M. Ram Reddy (d. 1979) was an Indian socialist politician. He was a Member of Legislative Assembly of Hyderabad State 1953-1957, and of Andhra Pradesh 1962-1967 and 1978-1979.

==Biography==
In the period after the independence of India, M. Ram Reddy was a prominent leader of the Socialist Party in Hyderabad State. M. Ram Reddy contested the Mahbubnagar Lok Sabha seat in the 1952 Indian general election as a Socialist Party candidate, finishing in second place with 102,131 votes (29.67%).

He also contested the Shadnagar seat in the 1952 Hyderabad Legislative Assembly election, standing as a Socialist Party candidate. He finished in third place with 6,527 votes (22.31%).

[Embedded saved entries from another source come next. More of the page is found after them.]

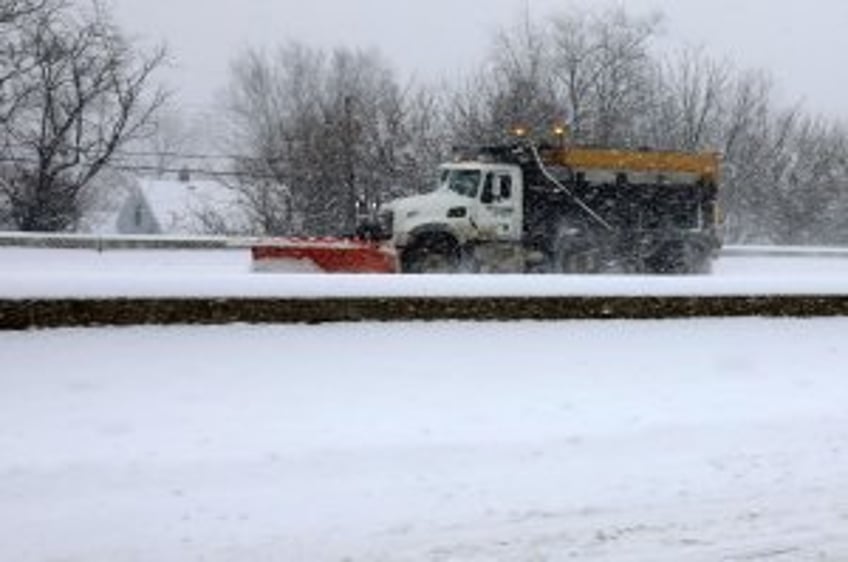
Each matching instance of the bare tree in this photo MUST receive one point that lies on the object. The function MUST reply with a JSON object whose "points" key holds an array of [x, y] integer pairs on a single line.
{"points": [[602, 64], [326, 133], [85, 92]]}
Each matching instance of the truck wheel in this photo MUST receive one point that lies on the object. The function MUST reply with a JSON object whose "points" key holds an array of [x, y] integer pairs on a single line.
{"points": [[576, 254], [678, 258], [433, 255]]}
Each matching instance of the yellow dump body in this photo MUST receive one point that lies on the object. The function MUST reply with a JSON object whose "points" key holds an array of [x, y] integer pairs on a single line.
{"points": [[705, 165]]}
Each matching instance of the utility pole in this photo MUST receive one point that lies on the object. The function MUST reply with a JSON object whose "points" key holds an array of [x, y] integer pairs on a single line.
{"points": [[350, 161]]}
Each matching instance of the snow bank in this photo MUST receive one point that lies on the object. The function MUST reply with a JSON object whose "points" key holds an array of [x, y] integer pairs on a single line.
{"points": [[662, 441], [227, 273]]}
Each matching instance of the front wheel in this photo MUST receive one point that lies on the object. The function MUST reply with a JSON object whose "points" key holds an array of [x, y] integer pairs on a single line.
{"points": [[436, 255]]}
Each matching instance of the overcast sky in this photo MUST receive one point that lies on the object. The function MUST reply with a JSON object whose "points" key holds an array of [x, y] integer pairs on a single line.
{"points": [[801, 43]]}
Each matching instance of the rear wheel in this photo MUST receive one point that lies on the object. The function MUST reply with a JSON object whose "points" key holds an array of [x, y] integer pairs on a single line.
{"points": [[679, 258], [577, 252]]}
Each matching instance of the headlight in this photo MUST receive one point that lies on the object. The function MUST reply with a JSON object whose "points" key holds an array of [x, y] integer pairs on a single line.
{"points": [[386, 222]]}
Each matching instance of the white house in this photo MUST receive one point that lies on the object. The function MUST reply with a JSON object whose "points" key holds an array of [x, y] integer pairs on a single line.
{"points": [[151, 206]]}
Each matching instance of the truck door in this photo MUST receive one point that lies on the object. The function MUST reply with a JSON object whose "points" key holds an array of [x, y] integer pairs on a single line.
{"points": [[499, 217]]}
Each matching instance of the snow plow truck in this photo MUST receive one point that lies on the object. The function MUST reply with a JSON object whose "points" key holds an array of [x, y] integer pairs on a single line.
{"points": [[527, 209]]}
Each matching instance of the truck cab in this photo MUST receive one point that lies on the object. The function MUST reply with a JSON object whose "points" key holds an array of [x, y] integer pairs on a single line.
{"points": [[474, 204]]}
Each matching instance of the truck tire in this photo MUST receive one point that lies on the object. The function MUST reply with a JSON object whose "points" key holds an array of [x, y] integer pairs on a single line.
{"points": [[432, 254], [679, 258], [576, 253]]}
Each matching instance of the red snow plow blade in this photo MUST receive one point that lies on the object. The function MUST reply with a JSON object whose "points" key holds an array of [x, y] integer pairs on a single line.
{"points": [[329, 255]]}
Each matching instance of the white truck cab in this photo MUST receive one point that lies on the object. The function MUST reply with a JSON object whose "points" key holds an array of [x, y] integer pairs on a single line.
{"points": [[472, 202]]}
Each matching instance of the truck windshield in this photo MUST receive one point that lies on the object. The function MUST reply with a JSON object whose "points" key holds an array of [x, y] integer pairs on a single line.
{"points": [[464, 182]]}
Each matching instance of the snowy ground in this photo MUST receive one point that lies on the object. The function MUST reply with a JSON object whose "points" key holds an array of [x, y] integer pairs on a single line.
{"points": [[697, 440], [64, 273]]}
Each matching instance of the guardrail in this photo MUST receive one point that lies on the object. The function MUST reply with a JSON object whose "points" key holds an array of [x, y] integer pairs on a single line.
{"points": [[124, 242], [156, 242], [58, 313]]}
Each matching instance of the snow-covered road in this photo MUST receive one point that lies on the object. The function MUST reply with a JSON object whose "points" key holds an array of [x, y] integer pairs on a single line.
{"points": [[679, 440]]}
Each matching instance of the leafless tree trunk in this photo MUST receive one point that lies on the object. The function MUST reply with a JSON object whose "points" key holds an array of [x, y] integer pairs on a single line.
{"points": [[83, 95]]}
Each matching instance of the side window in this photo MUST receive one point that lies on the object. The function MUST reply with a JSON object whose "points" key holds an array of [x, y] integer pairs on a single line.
{"points": [[505, 187]]}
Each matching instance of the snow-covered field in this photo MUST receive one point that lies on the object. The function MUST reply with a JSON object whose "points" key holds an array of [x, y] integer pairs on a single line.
{"points": [[697, 440], [226, 273]]}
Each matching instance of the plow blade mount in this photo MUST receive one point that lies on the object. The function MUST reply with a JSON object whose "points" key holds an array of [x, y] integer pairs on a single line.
{"points": [[328, 255]]}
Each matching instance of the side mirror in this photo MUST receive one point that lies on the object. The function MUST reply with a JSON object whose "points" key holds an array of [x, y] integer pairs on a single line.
{"points": [[488, 196]]}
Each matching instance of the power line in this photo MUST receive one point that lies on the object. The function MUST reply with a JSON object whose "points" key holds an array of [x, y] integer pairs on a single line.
{"points": [[142, 168]]}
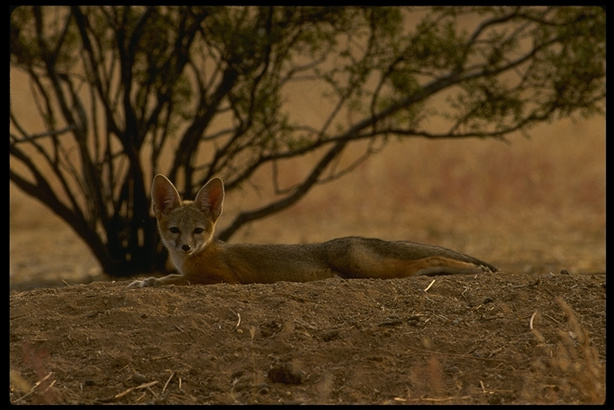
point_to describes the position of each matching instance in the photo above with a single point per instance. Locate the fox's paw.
(145, 283)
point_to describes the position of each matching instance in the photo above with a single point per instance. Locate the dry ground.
(534, 333)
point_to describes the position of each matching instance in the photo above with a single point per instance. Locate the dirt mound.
(487, 339)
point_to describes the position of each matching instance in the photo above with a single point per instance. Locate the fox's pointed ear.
(164, 196)
(210, 198)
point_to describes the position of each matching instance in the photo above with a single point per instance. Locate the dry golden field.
(532, 333)
(535, 205)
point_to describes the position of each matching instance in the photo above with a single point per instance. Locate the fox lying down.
(187, 227)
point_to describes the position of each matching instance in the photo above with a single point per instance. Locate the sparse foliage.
(121, 93)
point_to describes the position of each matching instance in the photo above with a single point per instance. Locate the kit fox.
(187, 227)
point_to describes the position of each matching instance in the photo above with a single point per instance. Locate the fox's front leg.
(174, 279)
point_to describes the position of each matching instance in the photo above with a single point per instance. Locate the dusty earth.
(487, 339)
(533, 333)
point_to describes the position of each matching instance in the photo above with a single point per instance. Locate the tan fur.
(187, 228)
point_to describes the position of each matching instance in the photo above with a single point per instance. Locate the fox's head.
(186, 227)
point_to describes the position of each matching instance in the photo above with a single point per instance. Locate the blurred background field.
(533, 205)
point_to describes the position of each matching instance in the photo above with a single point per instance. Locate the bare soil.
(501, 338)
(533, 333)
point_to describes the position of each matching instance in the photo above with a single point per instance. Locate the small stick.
(167, 382)
(130, 390)
(531, 320)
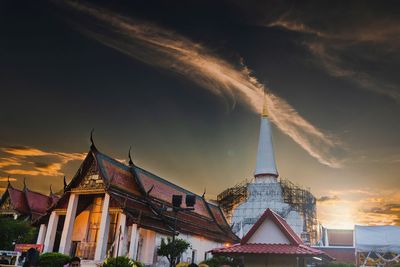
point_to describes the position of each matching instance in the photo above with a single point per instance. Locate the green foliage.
(121, 262)
(53, 259)
(340, 264)
(217, 261)
(172, 250)
(18, 231)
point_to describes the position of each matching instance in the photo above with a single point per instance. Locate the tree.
(172, 249)
(18, 231)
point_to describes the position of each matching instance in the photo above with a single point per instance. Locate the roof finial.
(25, 183)
(65, 182)
(130, 158)
(8, 181)
(265, 107)
(204, 193)
(92, 146)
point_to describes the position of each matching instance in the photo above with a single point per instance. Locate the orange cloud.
(5, 162)
(6, 179)
(166, 49)
(25, 151)
(361, 206)
(35, 162)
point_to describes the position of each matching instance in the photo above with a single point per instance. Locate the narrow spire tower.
(266, 171)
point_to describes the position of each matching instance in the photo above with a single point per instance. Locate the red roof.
(341, 254)
(38, 203)
(269, 249)
(28, 203)
(295, 247)
(146, 199)
(280, 222)
(18, 200)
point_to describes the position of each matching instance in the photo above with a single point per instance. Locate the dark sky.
(180, 82)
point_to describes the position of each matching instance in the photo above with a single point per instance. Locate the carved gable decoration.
(6, 206)
(91, 181)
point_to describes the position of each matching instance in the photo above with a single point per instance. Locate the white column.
(65, 243)
(102, 239)
(51, 232)
(134, 242)
(149, 245)
(123, 235)
(42, 234)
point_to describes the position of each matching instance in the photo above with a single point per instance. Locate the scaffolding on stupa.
(231, 197)
(300, 199)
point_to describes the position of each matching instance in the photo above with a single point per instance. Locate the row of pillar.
(47, 234)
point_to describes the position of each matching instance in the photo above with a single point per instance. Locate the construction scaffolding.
(230, 198)
(299, 199)
(304, 202)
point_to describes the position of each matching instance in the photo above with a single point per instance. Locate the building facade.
(111, 209)
(25, 204)
(272, 242)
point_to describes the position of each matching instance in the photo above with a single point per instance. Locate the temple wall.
(270, 261)
(200, 246)
(80, 226)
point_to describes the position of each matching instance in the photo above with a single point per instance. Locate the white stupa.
(265, 192)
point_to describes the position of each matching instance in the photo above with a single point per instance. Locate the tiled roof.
(29, 203)
(38, 203)
(144, 197)
(18, 200)
(280, 222)
(269, 249)
(163, 190)
(340, 237)
(296, 246)
(341, 254)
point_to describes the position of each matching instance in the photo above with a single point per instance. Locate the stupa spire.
(266, 170)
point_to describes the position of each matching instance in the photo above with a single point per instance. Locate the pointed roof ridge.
(265, 107)
(279, 221)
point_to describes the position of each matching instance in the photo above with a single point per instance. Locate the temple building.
(25, 204)
(109, 209)
(245, 203)
(272, 242)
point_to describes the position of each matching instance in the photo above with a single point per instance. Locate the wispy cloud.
(169, 50)
(330, 48)
(6, 179)
(343, 209)
(21, 160)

M. Ram Reddy was elected to the Hyderabad Legislative Assembly from the Wanaparthy constituency in a December 1953 by-election (held after the death of Suravaram Pratapa Reddy). He stood as a Praja Socialist Party candidate. M. Ram Reddy obtained 9,089 votes, against 7,425 votes for Indian National Congress candidate Jai Ram and 1,133 votes for independent candidate Desarathaiya.

He contested the Mahbubnagar assembly seat in the 1957 Andhra Pradesh Legislative Assembly election, finishing in second place with 7,217 votes (32.63%). He won the Mahbubnagar seat in the subsequent 1962 Andhra Pradesh Legislative Assembly election, now standing as an independent and obtaining 15,282 votes (54.34%).

M. Ram Reddy was re-elected from the Mahbubnagar seat in the Andhra Pradesh Legislative Assembly in the 1978 election, now standing as an Indian National Congress (I) candidate. He obtained 23,861 votes (49.69%). M. Ram Reddy died on August 20, 1979. A by-election for the Mahbubnagar seat was held in 1980.